Spiegel Online widmet sich dem Problem der Zensur im Internet. Das finde ich gut.
Besonders schön finde ich, dass dieses Mal nicht der Wunsch hiesiger Regierungen aufgegriffen wird, Seiten zu sperren, die hiesigen Gesetzen widersprechen. Es ist nämlich schon schwierig, Argumente zu finden, warum Kinderpornos nicht zensiert werden sollten. Bei Seiten mit Hakenkreuzen kann man bestenfalls auf die regional sehr unterschiedliche Befindlichkeit bei der Abwägung zwischen Meinungsfreiheit und Volksverhetzung hinweisen. Und bei Bombenbauanleitung lediglich auf die Nutzlosigkeit der Zensur angesichts des weit verbreiteten Wissens um die Herstellung von Sprengstoff.
Nein, dieses Mal gehts um die bei uns wirklich allgemein als verwerflich angesehene Zensur der Chinesen, Iraner und anderer Diktaturen, die ihre Leute nicht auf regierungskritische Medien zugreifen lassen.
Schade ist allerdings, dass sie beim Spiegel nicht schreiben, dass das alles zusammenhängt. Dass sämtliche Bemühungen, den Chinesen beim Anonymisieren zu helfen darauf angewiesen sind, dass man sich auch hier anonym im Netz bewegen darf. Sobald man die Möglichkeit hat, im Anonymisierungssystem "Free Tibet" von "Free Porn" zu unterscheiden und das ganze auch noch regional dem Konsumenten zuordnen soll, haut das ganze halt nicht mehr hin. Ausserdem kranken Zensurversuche in internationalen Netzen immer daran, "moralisch Verwerfliches" übereinstimmend zu definieren.
So sind also die Chinesen darauf angewiesen, dass im freieren Westen genügend Anonymisierungsdienste angeboten werden. Irgendjemand muss ja den ganzen regierungskritischen Verkehr routen.
Bei der derzeitigen Situation in Europa ist dieses Angebot allerdings stark gefährdet.

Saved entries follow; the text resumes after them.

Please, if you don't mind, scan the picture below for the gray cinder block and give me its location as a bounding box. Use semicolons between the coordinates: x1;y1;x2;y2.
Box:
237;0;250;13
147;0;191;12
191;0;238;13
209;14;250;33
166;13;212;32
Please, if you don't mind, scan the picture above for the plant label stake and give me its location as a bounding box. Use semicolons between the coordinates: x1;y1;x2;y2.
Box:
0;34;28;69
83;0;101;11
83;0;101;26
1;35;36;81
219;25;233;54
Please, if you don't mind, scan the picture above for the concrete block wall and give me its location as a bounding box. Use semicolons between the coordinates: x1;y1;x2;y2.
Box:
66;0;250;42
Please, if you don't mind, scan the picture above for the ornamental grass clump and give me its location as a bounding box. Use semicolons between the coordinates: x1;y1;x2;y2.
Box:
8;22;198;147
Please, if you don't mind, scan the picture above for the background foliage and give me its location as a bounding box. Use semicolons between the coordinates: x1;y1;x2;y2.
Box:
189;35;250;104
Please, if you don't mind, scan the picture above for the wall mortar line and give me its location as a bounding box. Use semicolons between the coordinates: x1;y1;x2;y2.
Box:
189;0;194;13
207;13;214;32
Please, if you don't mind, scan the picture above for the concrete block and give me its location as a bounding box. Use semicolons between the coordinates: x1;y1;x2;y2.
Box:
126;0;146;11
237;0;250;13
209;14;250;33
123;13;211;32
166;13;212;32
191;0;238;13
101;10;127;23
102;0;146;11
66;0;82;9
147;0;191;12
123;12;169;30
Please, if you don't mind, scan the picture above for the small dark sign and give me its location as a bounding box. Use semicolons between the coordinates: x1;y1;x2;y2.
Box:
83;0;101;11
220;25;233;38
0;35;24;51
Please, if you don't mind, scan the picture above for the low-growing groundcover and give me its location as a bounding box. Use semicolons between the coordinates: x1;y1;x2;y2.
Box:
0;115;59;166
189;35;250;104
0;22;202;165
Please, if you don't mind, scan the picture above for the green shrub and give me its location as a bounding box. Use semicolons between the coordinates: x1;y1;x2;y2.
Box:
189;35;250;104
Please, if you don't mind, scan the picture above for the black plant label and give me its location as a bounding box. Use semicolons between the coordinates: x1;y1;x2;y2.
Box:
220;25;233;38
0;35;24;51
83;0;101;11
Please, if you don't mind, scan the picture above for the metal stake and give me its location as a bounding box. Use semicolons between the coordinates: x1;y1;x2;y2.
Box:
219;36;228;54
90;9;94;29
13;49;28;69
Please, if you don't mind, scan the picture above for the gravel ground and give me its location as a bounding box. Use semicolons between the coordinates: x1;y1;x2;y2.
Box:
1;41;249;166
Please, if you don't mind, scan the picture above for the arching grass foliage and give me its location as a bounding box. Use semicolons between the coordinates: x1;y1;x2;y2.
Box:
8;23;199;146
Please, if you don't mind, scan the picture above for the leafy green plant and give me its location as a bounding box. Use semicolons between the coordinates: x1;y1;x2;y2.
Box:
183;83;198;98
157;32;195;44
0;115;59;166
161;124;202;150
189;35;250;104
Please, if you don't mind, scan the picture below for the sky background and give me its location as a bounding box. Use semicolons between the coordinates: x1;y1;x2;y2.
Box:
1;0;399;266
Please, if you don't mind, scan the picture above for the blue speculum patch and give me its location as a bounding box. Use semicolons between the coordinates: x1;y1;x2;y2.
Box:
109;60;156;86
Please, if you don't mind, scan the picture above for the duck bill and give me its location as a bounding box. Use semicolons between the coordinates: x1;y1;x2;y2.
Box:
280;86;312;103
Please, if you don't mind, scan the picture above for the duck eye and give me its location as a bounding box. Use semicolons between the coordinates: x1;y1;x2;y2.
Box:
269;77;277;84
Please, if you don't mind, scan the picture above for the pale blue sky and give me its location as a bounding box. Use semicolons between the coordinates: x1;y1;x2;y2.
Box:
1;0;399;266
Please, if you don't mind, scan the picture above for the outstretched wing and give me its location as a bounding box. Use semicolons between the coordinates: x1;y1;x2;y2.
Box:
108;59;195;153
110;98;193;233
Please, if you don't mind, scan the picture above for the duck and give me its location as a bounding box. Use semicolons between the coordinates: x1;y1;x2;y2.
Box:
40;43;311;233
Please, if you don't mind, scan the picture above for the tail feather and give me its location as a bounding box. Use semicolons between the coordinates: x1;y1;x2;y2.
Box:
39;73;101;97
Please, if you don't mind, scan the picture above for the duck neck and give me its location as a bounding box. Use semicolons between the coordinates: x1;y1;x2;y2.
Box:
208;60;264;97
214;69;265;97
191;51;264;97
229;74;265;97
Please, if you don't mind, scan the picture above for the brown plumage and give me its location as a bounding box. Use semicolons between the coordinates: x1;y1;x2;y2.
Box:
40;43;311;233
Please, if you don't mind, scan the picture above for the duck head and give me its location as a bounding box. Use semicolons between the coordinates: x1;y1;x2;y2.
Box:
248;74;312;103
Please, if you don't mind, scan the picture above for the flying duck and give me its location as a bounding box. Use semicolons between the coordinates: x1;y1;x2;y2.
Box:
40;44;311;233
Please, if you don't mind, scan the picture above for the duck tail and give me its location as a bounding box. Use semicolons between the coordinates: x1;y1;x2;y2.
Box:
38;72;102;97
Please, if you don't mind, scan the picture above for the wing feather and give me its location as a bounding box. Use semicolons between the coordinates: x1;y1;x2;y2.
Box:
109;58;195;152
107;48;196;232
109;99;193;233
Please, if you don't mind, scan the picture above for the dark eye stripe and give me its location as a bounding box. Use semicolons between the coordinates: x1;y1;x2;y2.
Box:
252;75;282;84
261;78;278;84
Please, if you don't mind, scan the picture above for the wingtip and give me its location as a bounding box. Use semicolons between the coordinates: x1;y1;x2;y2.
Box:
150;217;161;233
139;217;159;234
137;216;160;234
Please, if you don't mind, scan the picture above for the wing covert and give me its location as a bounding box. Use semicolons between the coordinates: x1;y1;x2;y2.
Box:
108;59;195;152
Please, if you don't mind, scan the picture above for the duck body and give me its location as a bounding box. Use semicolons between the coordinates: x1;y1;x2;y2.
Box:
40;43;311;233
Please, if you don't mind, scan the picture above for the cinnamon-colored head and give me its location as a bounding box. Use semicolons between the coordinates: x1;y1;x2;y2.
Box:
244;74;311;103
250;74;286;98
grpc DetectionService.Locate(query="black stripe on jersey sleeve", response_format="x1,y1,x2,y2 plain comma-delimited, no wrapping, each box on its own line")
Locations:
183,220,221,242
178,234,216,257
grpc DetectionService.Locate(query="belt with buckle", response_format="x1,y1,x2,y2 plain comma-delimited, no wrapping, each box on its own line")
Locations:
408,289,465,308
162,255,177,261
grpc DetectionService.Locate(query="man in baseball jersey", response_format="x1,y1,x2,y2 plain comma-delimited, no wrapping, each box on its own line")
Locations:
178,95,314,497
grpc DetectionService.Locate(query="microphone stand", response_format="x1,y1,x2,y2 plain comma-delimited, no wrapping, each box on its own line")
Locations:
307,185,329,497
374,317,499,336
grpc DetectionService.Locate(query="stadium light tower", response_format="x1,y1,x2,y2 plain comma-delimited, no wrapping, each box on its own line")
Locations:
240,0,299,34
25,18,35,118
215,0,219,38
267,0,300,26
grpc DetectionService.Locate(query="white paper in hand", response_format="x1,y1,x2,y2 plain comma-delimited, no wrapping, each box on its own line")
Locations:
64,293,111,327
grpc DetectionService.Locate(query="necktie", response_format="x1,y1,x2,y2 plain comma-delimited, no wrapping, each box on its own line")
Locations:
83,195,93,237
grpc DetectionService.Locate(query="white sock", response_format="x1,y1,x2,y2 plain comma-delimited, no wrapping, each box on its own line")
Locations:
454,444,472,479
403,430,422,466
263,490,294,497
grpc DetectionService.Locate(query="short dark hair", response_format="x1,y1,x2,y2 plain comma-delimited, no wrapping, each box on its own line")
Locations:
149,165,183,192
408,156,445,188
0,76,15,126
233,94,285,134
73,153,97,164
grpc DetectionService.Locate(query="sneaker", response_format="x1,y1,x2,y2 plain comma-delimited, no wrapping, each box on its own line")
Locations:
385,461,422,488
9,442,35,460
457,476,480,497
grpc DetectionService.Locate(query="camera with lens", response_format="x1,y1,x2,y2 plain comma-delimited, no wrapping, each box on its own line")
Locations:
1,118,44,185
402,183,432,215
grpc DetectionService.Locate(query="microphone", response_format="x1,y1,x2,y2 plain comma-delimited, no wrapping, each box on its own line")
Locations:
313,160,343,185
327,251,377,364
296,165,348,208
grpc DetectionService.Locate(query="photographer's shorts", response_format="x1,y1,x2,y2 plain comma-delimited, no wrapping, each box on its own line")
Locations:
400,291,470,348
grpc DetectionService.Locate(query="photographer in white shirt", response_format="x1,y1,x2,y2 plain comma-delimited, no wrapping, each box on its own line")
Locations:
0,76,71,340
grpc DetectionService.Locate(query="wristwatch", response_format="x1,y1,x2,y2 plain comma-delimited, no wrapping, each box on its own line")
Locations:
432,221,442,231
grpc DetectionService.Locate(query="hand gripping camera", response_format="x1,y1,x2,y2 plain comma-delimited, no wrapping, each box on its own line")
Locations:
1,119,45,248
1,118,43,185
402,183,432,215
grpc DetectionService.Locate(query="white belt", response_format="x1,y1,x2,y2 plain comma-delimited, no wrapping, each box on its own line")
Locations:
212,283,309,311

Zum einen wird jetzt schon jeder Anbieter von Anonymisierung vom deutschen Staat kritisch beäugt und sobald irgendwas Verbotenes aus seinem Rechner kommt auch
gerne Mal heimgesucht.
Zum anderen wird der Betrieb von Anonymisierern durch die bevorstehende Vorratsdatenspeicherung ziemlich erschwert, vermutlich sogar unmöglich gemacht. Man braucht schon viel Speicherplatz, um jede Zuordnung von Quell-IP und Ziel-IP ein halbes Jahr aufzuheben. Die Glaubwürdigkeit eines Anonymisierungsnetzes wird sicher auch darunter leiden, wenn der User damit dem deutschen Staat vertrauen muss, dass er niemals Daten an die Chinesen übermittelt und ihn damit ans Messer liefert. Nichtmal wenn die uns dafür eine Magnetschwebebahn abkaufen oder einen Terroristen dafür ausliefern oder so...
Und so macht unser Bedürfnis nach Sicherheit und Kontrolle des Internets, das natürlich auch in gewissem Umfang berechtigt ist, die Möglichkeit der Chinesen auf freie Meinungsbildung kaputt. Diesen Umstand kann man sehen wie man will, egal wie man entscheidet, man opfert immer irgendein berechtigtes Anliegen. Aber den Zusammenhang sollte man einfach häufiger und deutlicher erwähnen und vor allem bei der Abwägung von Nutzen und Schaden der Sicherheitsmassnahmen mit einkalkulieren.
In der Darstellung des Tor-Netzwerkes irrt der Spiegel übrigens. Die träge Geschwindigkeit ist nicht die systembedingte Folge der "
indirekten Versendung der Datenpakete" sondern liegt einfach daran, dass zu viele Nutzer zu wenigen Serverbetreibern gegenüberstehen. Ob die sich dort alle wegen der Freiheit für Tibet tummeln oder eher auf der Suche nach Freien Downloads sind, sei mal dahingestellt...
Der Satz "
Der Eingangsknoten verwaltet alle verwendeten Server, er ist sozusagen das Telefonbuch von Tor" muss ein Verständnisfehler sein, der Eingangsknoten ist nicht das "Telefonbuch", was allerdings nichts an der Tatsache ändert, dass Tor relativ leicht zu blocken ist. Ein Staat, der tausende von Webseiten sperrt, hat auch mit tausend Tor-Nodes sicher kein Problem. Eigentlich komisch, dass er davon keinen Gebrauch macht.